QCF: The Witcher 2: Assassin of Kings Enhanced Edition 

I’ve never really had a super powerful computer, so when The Witcher 2 hit PCs late last year and started gathering a hefty following, I was unfortunately unable to play it. With this release, CD Projekt Red made some concessions in order to bring this epic rpg to consoles, so people who don’t own a $1,000 pc can get a chance to guide the mighty Geralt of Rivia through his adventures in the north. But could they bring this graphical powerhouse down to what is essentially six year old hardware and make it work?

You play as Geralt of Rivia, a witcher, which for all intents and purposes are the world’s monster hunters and experts. You were framed for the assassination of the king you served. After a few quick flashbacks and a tutorial, you're thrust on an adventure to clear your name, hunting down another witcher who is to blame, and along the way making a few choices that can drastically change how both the adventure you're on and the world you're in unfolds.

The most important aspect to address would be the visual fidelity in this version, as going from powerful PCs to the old hardware of the Xbox 360 is a serious downgrade. Anyone who's seen this game running at max settings knows how absolutely amazing the environments and characters look on PC. While the Xbox 360 version doesn't compare to the PC version in graphical fidelity, it still looks very good when compared to other 360 games. The environments are lush and impressive, and the character models, when not moving or talking, are very nice to look at. Also, this game renders breasts better than any before, which shows the developer has a strong dedication to the subject matter.

However, the downgrade is noticeable in a few areas. Character movement is stiff and stilted on anyone but Geralt. The Witcher 2 has some of the worst lip syncing I’ve seen in quite some time. When the characters talk, I feel like I’m watching an old kung fu movie. Other graphical complications arise due to textures loading in a timely manner, and not just from entering new areas but from turning around in some instances. When moving through the menus, the game has a tendency of blacking out for a split second, which I found unusual. Installing the game on to the hard drive helps remedy some of these issues, but they still arise from time to time.

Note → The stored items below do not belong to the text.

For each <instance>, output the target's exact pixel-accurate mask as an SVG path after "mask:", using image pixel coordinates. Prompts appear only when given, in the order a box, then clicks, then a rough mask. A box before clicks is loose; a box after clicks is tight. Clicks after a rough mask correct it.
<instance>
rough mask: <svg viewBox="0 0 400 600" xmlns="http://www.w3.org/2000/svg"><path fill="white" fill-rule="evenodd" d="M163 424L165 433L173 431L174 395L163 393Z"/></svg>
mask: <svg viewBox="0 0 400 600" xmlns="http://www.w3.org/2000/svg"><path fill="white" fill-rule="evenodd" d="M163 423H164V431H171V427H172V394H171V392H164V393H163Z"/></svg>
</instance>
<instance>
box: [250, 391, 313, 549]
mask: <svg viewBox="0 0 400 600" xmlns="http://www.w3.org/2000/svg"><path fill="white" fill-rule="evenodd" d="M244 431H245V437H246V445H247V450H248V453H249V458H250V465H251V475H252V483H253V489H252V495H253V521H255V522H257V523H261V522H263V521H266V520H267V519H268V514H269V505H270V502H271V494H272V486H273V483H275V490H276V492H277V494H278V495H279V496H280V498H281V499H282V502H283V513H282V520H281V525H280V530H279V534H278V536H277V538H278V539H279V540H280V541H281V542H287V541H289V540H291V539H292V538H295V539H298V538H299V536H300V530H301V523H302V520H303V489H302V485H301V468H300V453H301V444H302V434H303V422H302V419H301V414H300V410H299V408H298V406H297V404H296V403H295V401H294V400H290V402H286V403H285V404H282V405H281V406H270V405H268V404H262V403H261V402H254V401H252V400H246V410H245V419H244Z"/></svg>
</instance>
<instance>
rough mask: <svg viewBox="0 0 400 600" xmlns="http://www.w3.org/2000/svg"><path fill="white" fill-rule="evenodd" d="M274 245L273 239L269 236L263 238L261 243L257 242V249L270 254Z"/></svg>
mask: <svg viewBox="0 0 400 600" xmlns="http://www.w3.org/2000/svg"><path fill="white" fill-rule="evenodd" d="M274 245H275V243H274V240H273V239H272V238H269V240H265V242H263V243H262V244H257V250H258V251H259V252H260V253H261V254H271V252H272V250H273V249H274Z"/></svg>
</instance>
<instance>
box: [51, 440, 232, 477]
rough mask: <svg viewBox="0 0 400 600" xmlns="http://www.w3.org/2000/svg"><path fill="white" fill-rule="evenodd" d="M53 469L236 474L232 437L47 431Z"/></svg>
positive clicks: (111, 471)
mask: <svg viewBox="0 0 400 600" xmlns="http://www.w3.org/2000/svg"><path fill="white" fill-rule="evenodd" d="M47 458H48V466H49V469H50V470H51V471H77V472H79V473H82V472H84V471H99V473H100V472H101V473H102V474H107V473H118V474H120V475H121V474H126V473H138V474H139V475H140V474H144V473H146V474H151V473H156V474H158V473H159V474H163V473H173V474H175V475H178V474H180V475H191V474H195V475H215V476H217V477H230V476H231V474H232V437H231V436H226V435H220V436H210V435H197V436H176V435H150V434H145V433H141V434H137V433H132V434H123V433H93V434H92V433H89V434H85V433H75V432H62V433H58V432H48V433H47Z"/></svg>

The inventory system is also daunting and terrible. Good luck keeping track of the following: spell components, crafting components, weapon enhancements, monster leftovers, diagrams for traps, weapons and armor, quest items, useless weapons, potions, bombs, and a whole lot more. The gigantic pile of shit you have to keep track of is ridiculous. I know you need these items for the deep combat system, but the clunky way how everything is just listed with almost no indication of what type of component I’m looking at (except for crafting components) prevented me from micromanaging this disaster. The crafting system helps since it automatically selects items you need from your inventory to create whatever diagram you have, but more organization would have been much appreciated.

The combat system, however, is the games bread and butter. Combat is heavy on the action, but you can’t go all "God of War" and wade into a group of enemies slashing away. At best, this would end in utter disaster. It's an absolute necessity to prepare for battles, and to have bombs and traps ready for slowing down incoming hordes. You also need to manage spells for protection and to knockback incoming enemies. You simply must dodge, because it is one of your most important abilities to escape getting surrounded. The moment-to-moment combat is amazing, and any mistake you make is your own by going in unprepared. Some battles against the larger monsters can be a little rough. Mostly dodge and strike in these instances, but the group combat is almost second to none.

The biggest surprise about The Witcher 2 is how good the story and writing are. There were a couple little twists and turns that I had no idea were coming. The political backstabs and intrigue is very well written and interesting, and you never know who you really should trust. There are multiple story reveals in this game, which had me glued to my seat. I absolutely love the story, and it reminds me of Final Fantasy XII’s political based story, which is a good thing.

This game benefits from more than one playthrough since there are multiple choices, and one specifically changes what you see in the game. Because of one choice, I didn’t even visit one city, and another city viewed me as hostile, chasing me whenever a city watch saw me. I am excited to play through again just to see what I missed. The impact on the story makes me wonder if Bioware should give them a call and ask for some tips.

I thoroughly enjoyed The Witcher 2, and am hopeful CD Projekt Red will continue the series since the end left me wanting more. The combat never got old, and I loved the overall look and lore within the world. However, the multitude of minor technical issues really broke my experience in the game's world, tearing me out sometimes and ruining some key moments. The inventory system can also go straight to hell. It's on the same level as the first Mass Effect in my eyes, and the fact that you have a weight limit makes it that much more frustrating. All fans of RPG’s and good stories, though, should feel obligated to play The Witcher 2. There are some references to the first Witcher, but not enough to ruin the experience. Still a great game overall, and one of my surprise favorites of the year.